Target oil and gas companies instead
There are better ways of cutting demand and easier targets for the pain. If we are going to take spending out of the economy, then the first target should be the spending of oil and gas companies and their shareholders. They have received exceptionally high profits that they didn’t expect to generate. It is a strange government that insists they must be allowed to retain every penny of that windfall whilst the poorest in society must be made to face another nasty dose of austerity.
Anyone who argues that oil and gas companies will use their extra profits to invest in a green future is either extremely naïve or deliberately disingenuous. I suspect that quite a few of the teachers who are facing real-terms pay cuts would like to retain a little more of their income in return for promises that they will invest it wisely.
The much-vaunted idea that we should use this money to subsidise energy bills is actually a very bad way of dealing with inflation and an even worse way of tacking climate change. Subsidies encourage increased demand. Once given, the subsidy becomes incredibly hard to remove. At what point is any government going to decide to reverse direction and deliberately raise heating costs? Unless we want to get locked in to using scarce resources to increase the amount of fossils we burn, it is a policy choice that should be resisted by any responsible person who has the remotest understanding of the scale of the climate emergency.
Reduce taxes and increase benefits
The quickest and easiest way to reduce the pain of a rising cost of living is to reduce taxes or increase benefits and then let people choose how to use their own money. This government is doing the exact opposite. It is putting up national insurance and reducing real-term benefits.
Over the short to medium term, the best solution is to use government subsidies to cut consumption of things that are rising in price.
- Subsidising home insulation takes inflation out of the economy and helps some of the poorest in society by reducing their oil and gas bills.
- Improving reuse and recycling rates avoids competing to buy raw materials that are going to continue to increase in price as world demand grows but supply sources don’t.
- Putting solar panels on the roofs of schools and hospitals involves capital expenditure that needs subsidising but cuts their running costs, reduces CO2 emissions, and takes down the rate of inflation.
- Investing in increased battery storage lets people use energy that is produced at night by wind turbines at very cheap rates, instead of adding to consumption at peak times that is met by burning carbon.
These are measures that can start to make an impact on the cost of living and on the inflation rate in a few months, without inflicting pain on anyone.

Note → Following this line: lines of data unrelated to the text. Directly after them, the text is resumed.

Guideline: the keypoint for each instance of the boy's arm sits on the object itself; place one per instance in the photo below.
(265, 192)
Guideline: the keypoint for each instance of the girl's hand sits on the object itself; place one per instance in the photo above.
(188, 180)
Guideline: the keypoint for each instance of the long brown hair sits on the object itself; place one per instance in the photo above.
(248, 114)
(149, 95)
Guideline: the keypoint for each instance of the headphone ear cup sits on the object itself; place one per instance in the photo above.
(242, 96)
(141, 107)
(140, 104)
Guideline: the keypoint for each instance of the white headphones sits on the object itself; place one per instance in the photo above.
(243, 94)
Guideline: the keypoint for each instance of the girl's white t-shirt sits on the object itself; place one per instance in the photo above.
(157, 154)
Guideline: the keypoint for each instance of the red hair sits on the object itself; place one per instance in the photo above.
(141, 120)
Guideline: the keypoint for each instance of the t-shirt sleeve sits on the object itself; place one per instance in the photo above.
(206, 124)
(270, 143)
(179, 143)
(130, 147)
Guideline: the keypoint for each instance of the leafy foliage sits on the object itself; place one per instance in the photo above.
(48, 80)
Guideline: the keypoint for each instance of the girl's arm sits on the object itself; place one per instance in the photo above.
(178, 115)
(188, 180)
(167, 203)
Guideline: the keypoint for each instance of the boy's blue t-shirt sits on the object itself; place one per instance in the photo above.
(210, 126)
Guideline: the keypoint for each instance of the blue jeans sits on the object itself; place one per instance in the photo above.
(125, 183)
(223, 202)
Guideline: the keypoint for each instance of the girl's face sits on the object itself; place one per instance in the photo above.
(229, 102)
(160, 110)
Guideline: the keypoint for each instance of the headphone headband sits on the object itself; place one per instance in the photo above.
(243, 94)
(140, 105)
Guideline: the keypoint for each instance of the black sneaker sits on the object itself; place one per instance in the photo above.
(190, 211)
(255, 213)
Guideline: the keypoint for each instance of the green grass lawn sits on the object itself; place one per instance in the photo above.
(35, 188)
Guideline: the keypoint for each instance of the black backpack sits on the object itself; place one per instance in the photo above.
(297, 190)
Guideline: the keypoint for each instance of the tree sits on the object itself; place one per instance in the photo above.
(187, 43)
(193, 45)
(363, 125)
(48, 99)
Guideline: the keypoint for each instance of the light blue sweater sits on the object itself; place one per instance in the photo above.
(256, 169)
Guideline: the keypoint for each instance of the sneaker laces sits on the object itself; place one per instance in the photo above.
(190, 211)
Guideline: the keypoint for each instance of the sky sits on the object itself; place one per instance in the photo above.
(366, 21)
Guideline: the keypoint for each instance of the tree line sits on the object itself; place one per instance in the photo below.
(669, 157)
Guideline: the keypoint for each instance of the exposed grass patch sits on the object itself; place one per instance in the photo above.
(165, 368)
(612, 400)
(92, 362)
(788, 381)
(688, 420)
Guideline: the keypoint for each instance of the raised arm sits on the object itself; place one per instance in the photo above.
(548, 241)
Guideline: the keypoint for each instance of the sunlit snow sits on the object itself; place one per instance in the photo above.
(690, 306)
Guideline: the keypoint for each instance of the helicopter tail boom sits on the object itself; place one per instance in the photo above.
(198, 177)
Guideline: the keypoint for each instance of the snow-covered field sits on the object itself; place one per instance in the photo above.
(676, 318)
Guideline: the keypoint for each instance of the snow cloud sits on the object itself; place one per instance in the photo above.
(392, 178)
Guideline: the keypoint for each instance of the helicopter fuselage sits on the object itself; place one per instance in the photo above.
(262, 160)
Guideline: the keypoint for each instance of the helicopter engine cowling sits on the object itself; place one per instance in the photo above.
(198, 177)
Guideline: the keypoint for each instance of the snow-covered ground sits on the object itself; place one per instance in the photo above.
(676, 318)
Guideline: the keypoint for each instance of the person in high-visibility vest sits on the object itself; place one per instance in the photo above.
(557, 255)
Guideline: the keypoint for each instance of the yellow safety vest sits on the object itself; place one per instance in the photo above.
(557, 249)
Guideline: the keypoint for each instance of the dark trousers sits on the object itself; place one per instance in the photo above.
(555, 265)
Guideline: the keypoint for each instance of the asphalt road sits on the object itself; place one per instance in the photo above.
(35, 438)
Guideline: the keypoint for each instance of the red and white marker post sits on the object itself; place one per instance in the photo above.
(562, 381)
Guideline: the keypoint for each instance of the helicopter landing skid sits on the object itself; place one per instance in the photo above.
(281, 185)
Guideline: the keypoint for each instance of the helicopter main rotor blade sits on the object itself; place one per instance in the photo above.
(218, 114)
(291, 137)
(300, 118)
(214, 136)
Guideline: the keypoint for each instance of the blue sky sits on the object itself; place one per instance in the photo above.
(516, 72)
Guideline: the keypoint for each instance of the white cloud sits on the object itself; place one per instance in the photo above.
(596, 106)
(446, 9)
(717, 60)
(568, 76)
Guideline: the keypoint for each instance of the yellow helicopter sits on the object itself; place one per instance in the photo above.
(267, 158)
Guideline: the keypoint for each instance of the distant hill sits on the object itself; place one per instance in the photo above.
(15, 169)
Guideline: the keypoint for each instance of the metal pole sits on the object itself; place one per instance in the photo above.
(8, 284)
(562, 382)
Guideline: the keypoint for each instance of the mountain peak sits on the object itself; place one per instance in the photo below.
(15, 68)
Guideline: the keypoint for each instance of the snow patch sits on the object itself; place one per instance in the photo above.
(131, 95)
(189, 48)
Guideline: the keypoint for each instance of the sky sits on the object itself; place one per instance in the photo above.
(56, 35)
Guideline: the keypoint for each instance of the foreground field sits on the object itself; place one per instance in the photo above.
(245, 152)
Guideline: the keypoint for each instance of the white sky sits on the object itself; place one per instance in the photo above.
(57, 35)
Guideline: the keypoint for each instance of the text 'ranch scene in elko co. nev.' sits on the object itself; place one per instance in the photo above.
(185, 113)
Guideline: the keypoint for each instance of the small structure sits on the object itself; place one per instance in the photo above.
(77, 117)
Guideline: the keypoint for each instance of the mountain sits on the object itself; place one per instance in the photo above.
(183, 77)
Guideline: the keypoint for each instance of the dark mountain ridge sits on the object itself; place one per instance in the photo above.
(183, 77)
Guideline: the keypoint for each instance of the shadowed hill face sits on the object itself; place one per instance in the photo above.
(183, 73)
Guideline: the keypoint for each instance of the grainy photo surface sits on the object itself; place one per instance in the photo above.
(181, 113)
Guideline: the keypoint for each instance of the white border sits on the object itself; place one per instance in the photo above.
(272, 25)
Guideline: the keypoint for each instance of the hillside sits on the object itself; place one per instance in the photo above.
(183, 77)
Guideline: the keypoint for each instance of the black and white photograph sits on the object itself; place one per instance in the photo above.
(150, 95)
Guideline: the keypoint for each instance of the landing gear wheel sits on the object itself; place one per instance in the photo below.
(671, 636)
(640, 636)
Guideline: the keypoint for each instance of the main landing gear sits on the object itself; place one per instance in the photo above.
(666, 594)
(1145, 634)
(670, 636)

We are facing catastrophic food shortages
When it comes to the cost of food, it is even more important to think realistically. The governor of the Bank of England is quite rightly warning that we face a catastrophic problem of food shortages. In such circumstances, it is not a great idea to depend on a strategy of importing food and to rely on just-in-time supply lines that are going to become heavily disrupted. Any responsible government would be putting serious effort into increasing locally grown food supplies. The British government is relying on a strategy of ignoring the problem and hoping for the best.
Last week the government of India decided to ban all grain exports in order to ensure that its own people didn’t starve. India and Ukraine have been two of the largest exporters of grain in the world in recent years. What exactly is the British government’s plan to deal with the inevitable shortages and price rises?
Boosterism doesn’t put food on the table
People in this country are expressing the highest level of concern about their future recorded at any time in the last 40 years. That concern is well placed in a country led by out-of-touch politicians following outdated theories who have precious little understanding of the impact of their policies on ordinary people’s lives.
Britain is being led by a government that is very good at providing sunny optimism. But not much else.
Boosterism doesn’t put food on the table.